Ülke için kırılma noktalarından biri oldu Soma faciası. Üzerinden, 4.5 ayı aşkın zaman geçti. Bilimsel verilere dayalı değerlendirmeler, henüz yargıya yeterince intikal etmiş ve yargı da buna göre karar vermiş değil.
Kamuoyunda, neredeyse ölen maden işçileri, o facianın birinci derecede sorumlusu gibi algılanacak açıklamalarla da karşılaştık.
Oysa, mevcut durumu, Türk Mühendis ve Mimar Odaları Birliği’nin (TMMOB) hazırladığı raporu okuduktan sonra değişik ve daha gerçek bir bakış açısıyla değerlendirme olanağı buldum.
Soma`daki faciada yaşamını yitirenler arasında 5 maden mühendisi de bulunuyordu. TMMOB, hem üyelerine, hem de topluma karşı sorumlulukları gereği çalışma yapıp, derli toplu bir rapor hazırlamış. Raporun girişinde, ‘’Dünya madencilik tarihinin en acı olaylarından biri olarak kayıtlara geçmiştir. Söz konusu olay, yirmi birinci yüzyılın en büyük maden kazası olarak nitelenmekte olup, içinde bulunduğumuz yüzyılda böylesi bir facianın yaşanmış olması, Dünya madencilik çevreleri tarafından şaşkınlıkla karşılanmıştır’’ deniliyor.

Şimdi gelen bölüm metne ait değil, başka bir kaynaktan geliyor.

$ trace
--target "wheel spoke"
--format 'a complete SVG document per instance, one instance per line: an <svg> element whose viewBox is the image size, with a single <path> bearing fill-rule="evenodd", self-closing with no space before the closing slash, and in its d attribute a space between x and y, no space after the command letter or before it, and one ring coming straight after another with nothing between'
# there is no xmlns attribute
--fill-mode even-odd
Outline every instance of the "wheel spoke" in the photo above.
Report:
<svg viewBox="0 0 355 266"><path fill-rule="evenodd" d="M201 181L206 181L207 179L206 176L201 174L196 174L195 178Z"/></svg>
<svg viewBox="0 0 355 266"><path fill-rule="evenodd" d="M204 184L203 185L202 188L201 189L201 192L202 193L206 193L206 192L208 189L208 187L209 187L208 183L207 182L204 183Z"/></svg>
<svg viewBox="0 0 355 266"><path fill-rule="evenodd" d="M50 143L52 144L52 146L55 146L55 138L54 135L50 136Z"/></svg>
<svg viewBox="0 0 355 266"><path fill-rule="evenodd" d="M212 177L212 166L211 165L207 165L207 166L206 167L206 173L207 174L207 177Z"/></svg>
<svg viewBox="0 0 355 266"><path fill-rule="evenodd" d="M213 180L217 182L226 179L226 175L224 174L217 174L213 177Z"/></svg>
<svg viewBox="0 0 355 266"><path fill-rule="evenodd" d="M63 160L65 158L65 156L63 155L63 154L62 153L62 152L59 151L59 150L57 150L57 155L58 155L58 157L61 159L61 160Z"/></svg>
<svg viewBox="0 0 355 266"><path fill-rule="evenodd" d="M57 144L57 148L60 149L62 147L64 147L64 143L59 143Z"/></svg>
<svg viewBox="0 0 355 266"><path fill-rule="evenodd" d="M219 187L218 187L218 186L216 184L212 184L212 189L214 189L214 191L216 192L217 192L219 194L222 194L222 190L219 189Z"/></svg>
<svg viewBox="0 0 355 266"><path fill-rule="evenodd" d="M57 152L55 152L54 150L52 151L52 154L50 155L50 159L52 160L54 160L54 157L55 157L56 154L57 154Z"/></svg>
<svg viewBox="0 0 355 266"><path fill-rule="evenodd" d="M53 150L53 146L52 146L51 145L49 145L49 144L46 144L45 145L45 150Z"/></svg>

Raporun ön kısımlarından bazı başlıkları paylaşmak istiyorum…
‘’Facianın yaşandığı Eynez Sahası Karanlıkdere mevkiindeki IR 4009 ruhsat numaralı yeraltı kömür ocağının ruhsatı, bir kamu kuruluşu olan TKİ`ye aittir. Bununla beraber, söz konusu ocaktan kömür üretimi işi ‘hizmet alım sözleşmesi’ kapsamında özel bir firmaya ihale edilmiştir.

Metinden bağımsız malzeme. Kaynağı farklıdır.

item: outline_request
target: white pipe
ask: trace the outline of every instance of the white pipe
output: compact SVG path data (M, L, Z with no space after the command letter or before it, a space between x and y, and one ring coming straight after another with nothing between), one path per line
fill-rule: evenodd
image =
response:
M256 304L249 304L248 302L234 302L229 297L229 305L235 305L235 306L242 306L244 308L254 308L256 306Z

Olay, henüz bütün yönleriyle aydınlatılamamıştır. Ancak, ocaktaki kömür damarlarının kendiliğinden yanmaya müsait olduğu, hem bilimsel çalışmalarla belirlenmiş hem de pratikte yaşanan pek çok olayla eskiden beri bilinmektedir. Eldeki mevcut veriler, ölüm nedenleri ve tanık ifadeleri; olayın, kömürün kızışması sonucu meydana geldiğini göstermektedir. Olayın, galeride kesilen fay atımlarıyla ezilmiş ve parçalanmış durumda olan kömür pasajlarının oksijenle sürekli teması sonucu kızışması ile daha önce çalışılan ve kömürü tam olarak alınamayan bölgede (eski imalat) oluşan yangının istenmeyen bir şekilde ana galeriye ulaşması sonucunda meydana gelmiş olması ihtimal dahilindedir.’’
Saat 14.30-15.00 civarlarında fark edilen olaya müdahale edilmeye çalışılmış, sorunun ciddiyetinin arttığı anlaşıldığında komşu işletmelerden destek talep edilmiştir. Saat 17.00 civarında, hava giriş tarafındaki çok sayıda işçinin ocaktan çıkışının sağlanmasının ardından, hava yönü tersine çevrilmiş, bu arada ulusal düzeyde kurtarma ekipleri de ilçeye yönlendirilmiştir. Kurtarma çalışmaları sonucunda, 301 madenciye cansız olarak ulaşılmıştır.
İlk açıklamalarda trafo patlaması olarak belirtilen ve olağan bir kaza izlenimi verilmeye çalışılan felaket, boyutları itibari ile ülkemizde yaşanan en büyük ‘iş cinayeti’ durumundadır. Facia, hem ‘madencilik’ hem de ‘işçi sağlığı ve güvenliği’ alanında son 12 yıldır ağırlaştırılmış bir biçimde sürdürülen özelleştirme, piyasalaştırma ve taşeronlaştırma politikalarının çöktüğünü göstermektedir.
Çok açıktır ki, Soma`da yaşanan felakete, şirketin ‘ne pahasına olursa olsun, maliyeti düşürme ve üretimi kesintisiz sürdürme’ politikası neden olmuştur. Görünen tablodan yalnızca bu şirket sorumlu olamaz. Bu üretim modelini yaratan, kömür madenleri ve linyit sahalarını ihalelerle devredenler ve denetim sorumluluklarını yerine getirmeyenler de yaşanan iş cinayetlerinden birinci derecede sorumludur. Bu model, 3-5 firmanın ve bunlara bağlı çalışan ‘dayıbaşı taşeronlarının’ çıkarına ve binlerce işçinin kölelik koşullarında çalıştırılması pahasına ne ekonomik olarak ne de vicdani olarak sürdürülemez. Türkiye`de kömür madenciliğinin mevcut koşullarda sürdürülmesi, göz göre göre iş cinayetlerine davetiye çıkarmaktır.’’
Raporun bu ilk bölümü bile başlı başına ihmaller zinciri olduğunu ortaya koyuyor. Bu raporu okuyan bir yargı mensubunun, sorumluların halen cezalandırılmamış olmasına anlam yüklemesi olanaksızdır.